Private-sector accessibility runs through the European Accessibility Act (Directive (EU) 2019/882, application date 28 June 2025), which extends EN 301 549-aligned obligations to a defined product and service scope: computer hardware, self-service terminals, e-readers, electronic communications services, banking services, e-commerce, audiovisual media services, and elements of passenger transport. Each member state operates a market-surveillance authority that handles conformity assessment, technical-file inspection, and administrative fines.

Both directives are minimum-harmonisation instruments: member states are free to set higher penalty ceilings, broader scope, or stronger enforcement bodies. The spread is wide — Spain's EAA cap is €1M for very serious infringements; Italy's is €40K; the Netherlands has signalled up to 5% of annual turnover for systemic violations. The European Commission can open Article 258 TFEU infringement proceedings against member states that transpose incompletely (Bulgaria's 2022-2024 WAD case is the recent precedent).

Strengths and weaknesses

Strengths

  • Uniform technical floor via EN 301 549 means a compliant product crosses 27 borders without re-engineering.
  • EU-level coordination through ICSMS (market surveillance) prevents the kind of forum shopping that fragmented enforcement creates.
  • CJEU Article 260(2) lump-sum + daily penalties give the Commission real leverage over member states that under-enforce.
  • EAA implementation accelerates the public-sector experience: a decade of WAD monitoring data tells regulators what compliance theatre looks like.

Weaknesses

  • Penalty ceilings vary by an order of magnitude across the EU, creating real cost-benefit asymmetries for cross-border operators.
  • Member-state enforcement bodies are inconsistently resourced — some run robust periodic scans, others do little more than handle complaints.
  • EAA's micro-enterprise carve-out (fewer than 10 employees, ≤ €2M turnover) exempts a significant share of service providers from the service-side obligations.
  • Sub-national layers (German Länder, Spanish autonomous communities, Belgian regions) can run parallel penalty regimes — operators may face concurrent proceedings.

Countries that use this model 15

Notable cases and enforcement actions

European Commission v.

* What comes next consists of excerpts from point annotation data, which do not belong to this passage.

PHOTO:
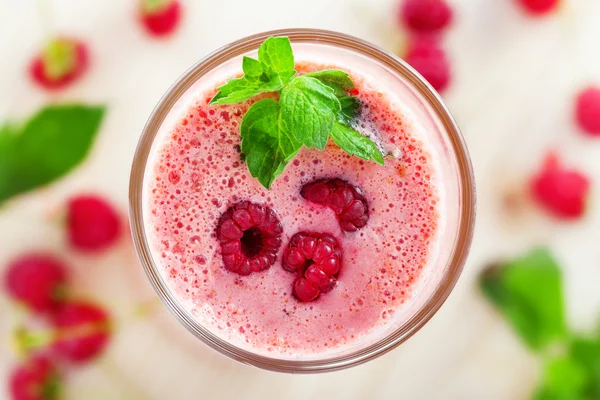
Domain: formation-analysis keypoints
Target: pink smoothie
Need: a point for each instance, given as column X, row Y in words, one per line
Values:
column 198, row 174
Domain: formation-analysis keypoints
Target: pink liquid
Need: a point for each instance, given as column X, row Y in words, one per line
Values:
column 198, row 174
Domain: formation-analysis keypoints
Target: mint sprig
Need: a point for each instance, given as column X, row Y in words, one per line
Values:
column 311, row 108
column 528, row 291
column 46, row 147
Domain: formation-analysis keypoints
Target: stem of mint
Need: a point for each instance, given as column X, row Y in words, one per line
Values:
column 311, row 109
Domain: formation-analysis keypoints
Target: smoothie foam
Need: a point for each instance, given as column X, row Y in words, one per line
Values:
column 197, row 173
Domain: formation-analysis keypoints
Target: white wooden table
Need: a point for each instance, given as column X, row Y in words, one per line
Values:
column 512, row 93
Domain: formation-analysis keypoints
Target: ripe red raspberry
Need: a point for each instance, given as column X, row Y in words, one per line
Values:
column 38, row 280
column 160, row 17
column 37, row 379
column 82, row 331
column 539, row 7
column 250, row 236
column 346, row 200
column 61, row 62
column 425, row 16
column 587, row 110
column 562, row 192
column 316, row 258
column 431, row 61
column 93, row 224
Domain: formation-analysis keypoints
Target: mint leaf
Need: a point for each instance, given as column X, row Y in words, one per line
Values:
column 276, row 53
column 251, row 67
column 237, row 90
column 270, row 73
column 338, row 80
column 308, row 111
column 528, row 291
column 311, row 108
column 355, row 144
column 49, row 145
column 350, row 106
column 267, row 148
column 586, row 351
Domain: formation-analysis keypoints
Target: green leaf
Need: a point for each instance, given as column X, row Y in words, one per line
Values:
column 47, row 147
column 252, row 68
column 586, row 351
column 308, row 111
column 276, row 53
column 350, row 106
column 528, row 291
column 267, row 148
column 355, row 144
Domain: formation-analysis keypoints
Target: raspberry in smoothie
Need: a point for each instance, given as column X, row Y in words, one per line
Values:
column 328, row 256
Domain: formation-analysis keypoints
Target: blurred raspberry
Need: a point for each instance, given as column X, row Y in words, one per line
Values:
column 539, row 7
column 425, row 16
column 38, row 280
column 587, row 110
column 160, row 17
column 560, row 191
column 61, row 62
column 93, row 223
column 431, row 61
column 82, row 331
column 37, row 379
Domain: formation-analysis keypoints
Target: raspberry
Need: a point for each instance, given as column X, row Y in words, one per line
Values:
column 560, row 191
column 250, row 237
column 160, row 17
column 425, row 16
column 37, row 379
column 93, row 223
column 431, row 61
column 316, row 258
column 61, row 62
column 346, row 200
column 82, row 331
column 539, row 7
column 587, row 110
column 38, row 280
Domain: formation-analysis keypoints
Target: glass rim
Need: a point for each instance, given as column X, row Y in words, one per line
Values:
column 467, row 204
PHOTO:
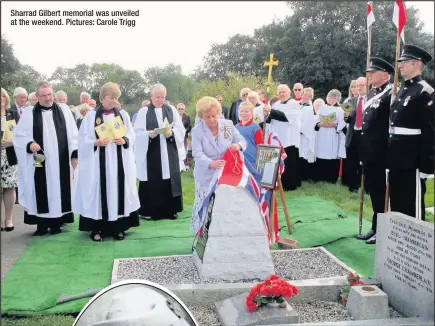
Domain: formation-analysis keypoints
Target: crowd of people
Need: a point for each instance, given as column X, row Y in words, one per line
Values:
column 61, row 166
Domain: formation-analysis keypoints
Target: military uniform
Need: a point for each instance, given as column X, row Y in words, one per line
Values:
column 410, row 155
column 374, row 142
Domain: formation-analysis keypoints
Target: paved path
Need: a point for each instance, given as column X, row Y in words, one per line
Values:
column 14, row 242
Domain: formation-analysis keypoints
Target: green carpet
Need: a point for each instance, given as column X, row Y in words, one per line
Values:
column 71, row 263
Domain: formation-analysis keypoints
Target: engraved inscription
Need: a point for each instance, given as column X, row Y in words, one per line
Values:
column 409, row 256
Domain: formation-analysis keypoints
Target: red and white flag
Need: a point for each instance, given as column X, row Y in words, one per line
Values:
column 399, row 18
column 370, row 14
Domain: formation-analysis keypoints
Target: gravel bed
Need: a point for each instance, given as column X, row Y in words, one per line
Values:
column 290, row 265
column 309, row 312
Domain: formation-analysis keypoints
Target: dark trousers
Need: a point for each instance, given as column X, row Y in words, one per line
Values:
column 375, row 179
column 403, row 192
column 352, row 166
column 291, row 177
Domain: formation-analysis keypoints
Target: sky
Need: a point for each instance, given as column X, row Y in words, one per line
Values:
column 164, row 32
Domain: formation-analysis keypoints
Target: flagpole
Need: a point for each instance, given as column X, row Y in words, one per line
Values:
column 396, row 81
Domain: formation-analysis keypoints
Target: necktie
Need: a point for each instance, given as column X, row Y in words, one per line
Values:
column 358, row 120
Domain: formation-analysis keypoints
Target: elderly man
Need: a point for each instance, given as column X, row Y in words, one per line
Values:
column 158, row 129
column 234, row 110
column 92, row 103
column 297, row 90
column 20, row 97
column 351, row 176
column 85, row 97
column 410, row 155
column 284, row 121
column 32, row 99
column 144, row 104
column 374, row 137
column 225, row 109
column 44, row 180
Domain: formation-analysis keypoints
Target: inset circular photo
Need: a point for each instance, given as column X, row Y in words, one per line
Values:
column 135, row 303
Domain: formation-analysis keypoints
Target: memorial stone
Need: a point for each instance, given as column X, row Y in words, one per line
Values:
column 237, row 247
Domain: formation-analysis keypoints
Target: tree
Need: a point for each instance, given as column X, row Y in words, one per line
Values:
column 234, row 56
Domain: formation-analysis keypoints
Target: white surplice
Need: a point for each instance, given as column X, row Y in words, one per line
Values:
column 142, row 139
column 330, row 142
column 88, row 196
column 23, row 135
column 308, row 134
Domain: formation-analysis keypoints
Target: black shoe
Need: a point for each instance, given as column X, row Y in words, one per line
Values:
column 366, row 236
column 93, row 234
column 372, row 240
column 56, row 231
column 119, row 235
column 40, row 232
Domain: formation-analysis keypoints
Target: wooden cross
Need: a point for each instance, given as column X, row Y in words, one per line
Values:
column 270, row 63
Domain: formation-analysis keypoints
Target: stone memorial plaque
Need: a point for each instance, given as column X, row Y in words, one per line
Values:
column 201, row 240
column 404, row 263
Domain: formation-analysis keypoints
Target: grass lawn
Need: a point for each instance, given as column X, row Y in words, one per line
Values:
column 337, row 194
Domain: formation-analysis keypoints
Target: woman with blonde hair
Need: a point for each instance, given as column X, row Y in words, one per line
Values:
column 211, row 138
column 9, row 166
column 352, row 90
column 249, row 130
column 106, row 196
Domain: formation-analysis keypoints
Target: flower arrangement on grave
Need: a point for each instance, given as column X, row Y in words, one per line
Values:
column 352, row 279
column 273, row 289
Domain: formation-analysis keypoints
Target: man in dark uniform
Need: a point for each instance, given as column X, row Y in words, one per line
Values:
column 374, row 137
column 410, row 157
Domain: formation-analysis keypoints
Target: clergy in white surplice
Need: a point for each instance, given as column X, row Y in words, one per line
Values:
column 330, row 140
column 308, row 134
column 158, row 129
column 285, row 121
column 45, row 141
column 106, row 196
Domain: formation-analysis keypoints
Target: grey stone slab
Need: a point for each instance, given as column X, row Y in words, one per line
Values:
column 367, row 302
column 235, row 213
column 233, row 312
column 222, row 250
column 404, row 263
column 237, row 246
column 378, row 322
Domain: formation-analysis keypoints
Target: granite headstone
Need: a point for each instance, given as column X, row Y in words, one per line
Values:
column 404, row 263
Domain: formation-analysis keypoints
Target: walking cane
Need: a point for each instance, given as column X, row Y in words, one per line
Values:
column 361, row 199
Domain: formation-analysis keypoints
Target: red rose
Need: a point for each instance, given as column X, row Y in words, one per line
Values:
column 252, row 306
column 275, row 290
column 287, row 291
column 295, row 290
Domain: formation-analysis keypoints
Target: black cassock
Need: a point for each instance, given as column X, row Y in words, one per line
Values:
column 410, row 145
column 159, row 198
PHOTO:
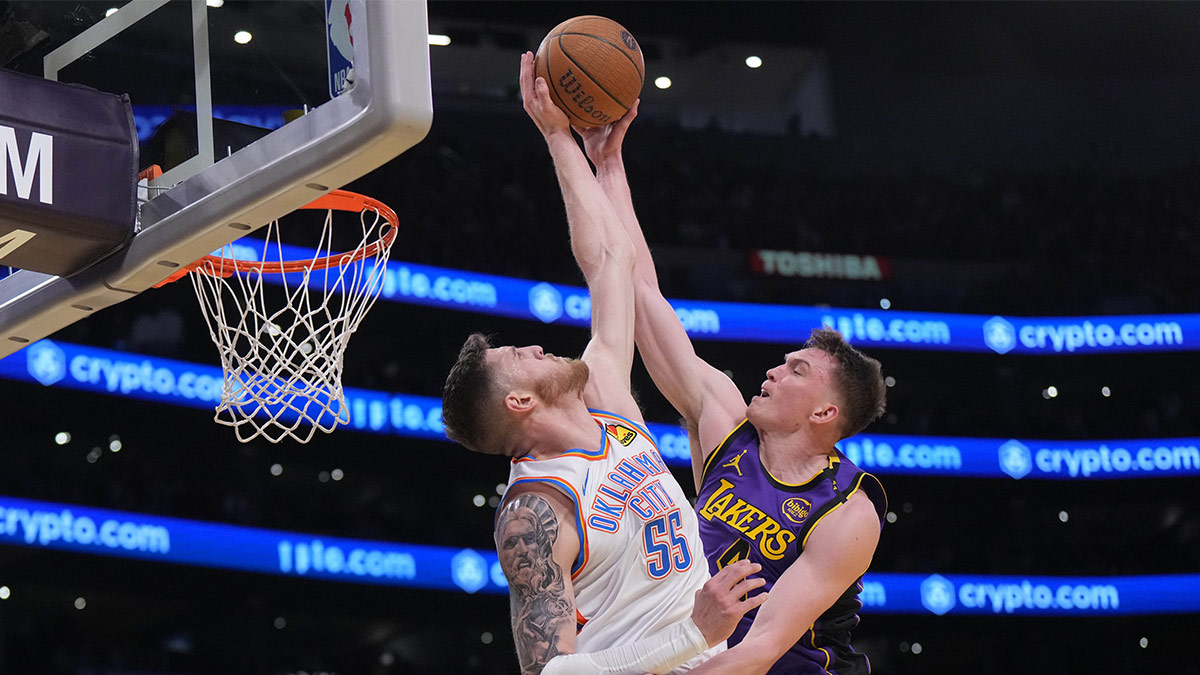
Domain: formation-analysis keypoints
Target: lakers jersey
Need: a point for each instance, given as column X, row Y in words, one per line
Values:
column 747, row 513
column 640, row 559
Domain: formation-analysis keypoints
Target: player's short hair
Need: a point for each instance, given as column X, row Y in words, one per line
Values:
column 858, row 378
column 469, row 395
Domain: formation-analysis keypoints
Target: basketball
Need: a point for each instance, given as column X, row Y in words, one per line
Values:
column 594, row 69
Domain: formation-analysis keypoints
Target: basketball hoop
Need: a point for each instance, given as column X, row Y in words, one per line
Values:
column 282, row 359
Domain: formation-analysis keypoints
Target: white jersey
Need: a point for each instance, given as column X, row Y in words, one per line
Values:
column 641, row 560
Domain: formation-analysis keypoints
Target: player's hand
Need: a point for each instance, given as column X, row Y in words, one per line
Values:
column 719, row 604
column 535, row 96
column 604, row 142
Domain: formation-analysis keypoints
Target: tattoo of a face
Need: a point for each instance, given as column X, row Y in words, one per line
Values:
column 526, row 532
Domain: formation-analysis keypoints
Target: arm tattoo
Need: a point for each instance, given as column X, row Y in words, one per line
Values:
column 525, row 538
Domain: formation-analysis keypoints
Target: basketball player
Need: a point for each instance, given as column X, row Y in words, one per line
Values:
column 772, row 487
column 600, row 547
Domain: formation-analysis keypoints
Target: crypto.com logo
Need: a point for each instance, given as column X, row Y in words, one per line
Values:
column 1015, row 459
column 46, row 362
column 999, row 334
column 545, row 303
column 937, row 595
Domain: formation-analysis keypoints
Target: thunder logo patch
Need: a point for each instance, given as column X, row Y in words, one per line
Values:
column 623, row 435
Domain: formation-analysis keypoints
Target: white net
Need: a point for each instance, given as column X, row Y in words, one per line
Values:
column 282, row 332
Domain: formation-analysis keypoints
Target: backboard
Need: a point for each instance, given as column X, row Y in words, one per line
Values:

Bulgaria (INFR(2022)2188)

WAD-transposition infringement procedure opened 2022 for incomplete transposition + underdeveloped enforcement. Closed in 2024 after follow-up amendments to ZEU and a revised national monitoring methodology — the first significant EU-level enforcement signal of the WAD's bite.

Spain's first Ley 11/2023 enforcement cycle (2025-2026)

OADIS and the autonomous-community regulators have been organising the operational rollout since the 28 June 2025 application date. Watch for the first €300K+ "very serious" tier penalty decision — the highest in the EU spectrum.

Germany BFSG §37 (in force 28 June 2025)

BAFA is the market-surveillance authority. Expected enforcement profile: corrective-action orders first, escalating to the €100K cap for systemic non-compliance with EAA-regulated products. First administrative-penalty decisions expected through H2 2026.